Naimish Baxi, M.D., 37, a physiatrist specializing in spine and sports care, has seen an uptick in back pain thanks to pandemic home-office hunching, excess couch time, and overzealous home workouts. Even this assistant professor at Weil Cornell Medical College and physiatrist at New York’s Hospital for Special Surgery, has to remind himself to sit right and to lift right. Here’s what he does to keep his back in line:
Get in the right position to be pain free
At my desk, I keep the top of my monitor at eye level and my keyboard on a tray under it, where to buy generic lipitor pharm support group without prescription so my elbows are flexed at about 100 to 110 degrees. If you’re on a laptop, get a separate keyboard and mouse so you can position the screen better. This prevents hunching, which can cause rounding of the shoulders and a bent-forward neck—and pain, knots, and spasms in the neck and upper back. I’m seeing it multiple times a week right now.
Prevent neck knots
When I’m sitting in traffic or standing around, I do chin tucks and resisted neck rotations. That’s where you press your hand against one side of your jaw and try to rotate your neck against that resistance. This activates the muscles that surround and support the cervical spine. The stronger these muscles are, the easier time you’ll have holding your head, neck, and back in the right position, which helps prevent neck pain.
Do core consistently
I use an app to do different ten-minute core workouts four times a week.

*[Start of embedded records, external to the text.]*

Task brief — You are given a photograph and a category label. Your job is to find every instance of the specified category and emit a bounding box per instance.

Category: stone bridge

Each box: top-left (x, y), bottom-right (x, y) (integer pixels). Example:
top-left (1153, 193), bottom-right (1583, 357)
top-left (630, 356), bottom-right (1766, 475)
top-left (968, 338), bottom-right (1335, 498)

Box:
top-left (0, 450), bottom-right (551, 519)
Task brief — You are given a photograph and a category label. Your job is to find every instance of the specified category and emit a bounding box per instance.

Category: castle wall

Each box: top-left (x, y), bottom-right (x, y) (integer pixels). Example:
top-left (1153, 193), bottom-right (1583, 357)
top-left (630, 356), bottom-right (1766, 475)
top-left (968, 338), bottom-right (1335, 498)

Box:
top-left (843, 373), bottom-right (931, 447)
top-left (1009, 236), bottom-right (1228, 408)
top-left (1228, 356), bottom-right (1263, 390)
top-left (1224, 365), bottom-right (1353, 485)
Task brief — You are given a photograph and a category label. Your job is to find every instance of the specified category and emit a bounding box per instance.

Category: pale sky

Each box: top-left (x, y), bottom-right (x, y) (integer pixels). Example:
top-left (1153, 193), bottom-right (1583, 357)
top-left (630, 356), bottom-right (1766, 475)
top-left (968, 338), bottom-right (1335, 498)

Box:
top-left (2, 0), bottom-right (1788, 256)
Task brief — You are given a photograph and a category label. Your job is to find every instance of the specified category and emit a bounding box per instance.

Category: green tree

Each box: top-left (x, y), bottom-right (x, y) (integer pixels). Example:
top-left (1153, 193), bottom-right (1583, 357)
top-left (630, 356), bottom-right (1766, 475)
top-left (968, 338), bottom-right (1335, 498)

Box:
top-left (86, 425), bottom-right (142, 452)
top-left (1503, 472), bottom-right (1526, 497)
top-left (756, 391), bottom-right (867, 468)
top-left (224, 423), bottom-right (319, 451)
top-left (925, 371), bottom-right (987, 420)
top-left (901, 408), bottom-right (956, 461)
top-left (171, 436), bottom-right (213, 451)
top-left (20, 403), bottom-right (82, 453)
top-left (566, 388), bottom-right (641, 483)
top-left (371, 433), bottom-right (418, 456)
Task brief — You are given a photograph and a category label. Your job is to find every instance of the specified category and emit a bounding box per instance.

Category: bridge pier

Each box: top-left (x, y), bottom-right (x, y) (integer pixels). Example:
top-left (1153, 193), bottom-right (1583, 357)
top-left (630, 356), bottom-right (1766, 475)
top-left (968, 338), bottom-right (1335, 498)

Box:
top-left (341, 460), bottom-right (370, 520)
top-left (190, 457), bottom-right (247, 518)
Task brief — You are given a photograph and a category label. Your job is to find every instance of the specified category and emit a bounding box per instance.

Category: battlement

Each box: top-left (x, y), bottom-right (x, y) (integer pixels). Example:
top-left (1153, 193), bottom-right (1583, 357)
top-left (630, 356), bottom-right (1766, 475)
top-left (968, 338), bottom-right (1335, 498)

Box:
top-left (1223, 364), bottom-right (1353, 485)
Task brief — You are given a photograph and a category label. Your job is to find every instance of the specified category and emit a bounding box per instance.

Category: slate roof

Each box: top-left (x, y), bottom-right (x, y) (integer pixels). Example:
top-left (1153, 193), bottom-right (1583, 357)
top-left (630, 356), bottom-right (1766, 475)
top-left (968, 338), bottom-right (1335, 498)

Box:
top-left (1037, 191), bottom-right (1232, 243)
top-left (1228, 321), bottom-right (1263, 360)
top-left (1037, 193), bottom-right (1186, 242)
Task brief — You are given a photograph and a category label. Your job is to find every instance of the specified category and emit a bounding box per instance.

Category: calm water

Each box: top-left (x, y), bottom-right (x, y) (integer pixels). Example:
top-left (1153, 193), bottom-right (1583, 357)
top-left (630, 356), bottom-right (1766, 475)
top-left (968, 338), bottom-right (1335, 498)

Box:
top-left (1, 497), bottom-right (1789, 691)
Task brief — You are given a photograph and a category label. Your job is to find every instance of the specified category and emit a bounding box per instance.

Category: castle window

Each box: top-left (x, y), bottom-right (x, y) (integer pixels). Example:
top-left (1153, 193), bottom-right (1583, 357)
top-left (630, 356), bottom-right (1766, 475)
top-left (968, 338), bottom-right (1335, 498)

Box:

A favorite: bear planks, planks, over-unders, bicycles, and hip thrusts; 45 seconds on, 15 seconds off; two rounds. Working your abs, obliques, and hip flexors is like building stronger scaffolding around your spine, protecting your precious discs.
Don’t rush into surgery
I have some herniated discs—up to 2 percent of adults are diagnosed with them each year. But I’ve never considered surgery, because I’ve been able to recover with treatment. There are only a few reasons to go under the knife. It’s urgent if you have compromised bladder or bowel function because the nerves in your lumbar spine are compressed. Or if you’re having neurologic weakness, like foot drop, where you can’t lift your foot or ankle. A third reason is severe, debilitating pain that doesn’t respond to physical therapy, injections, or other treatments.
Keep the cap on
I never take anti-inflammatories like ibuprofen or naproxen for back pain. Inflammation is our body’s way of healing, so suppressing it doesn’t let things repair organically. When I have a flare-up in my lower back, I hand my wife a deep-massage-therapy device (like a Theragun) and ask her to dig into my glutes, hamstrings, quads, and the muscles on either side of my spinal column.
Lift in a smart way
I do CrossFit. While it gets blamed for a lot of injuries, the problem isn’t CrossFit; it’s not doing the lifts right. The most common error is rounding your back during moves like deadlifts, kettlebell swings, and wall balls. Another is lifting too heavy at first—I made that mistake. For now, I’ve shifted from heavy, one-rep maxes to lifting at the 50-to-60-percent-max range. The minute I can’t maintain good form, I change something, whether that’s reducing the load or modifying the movement.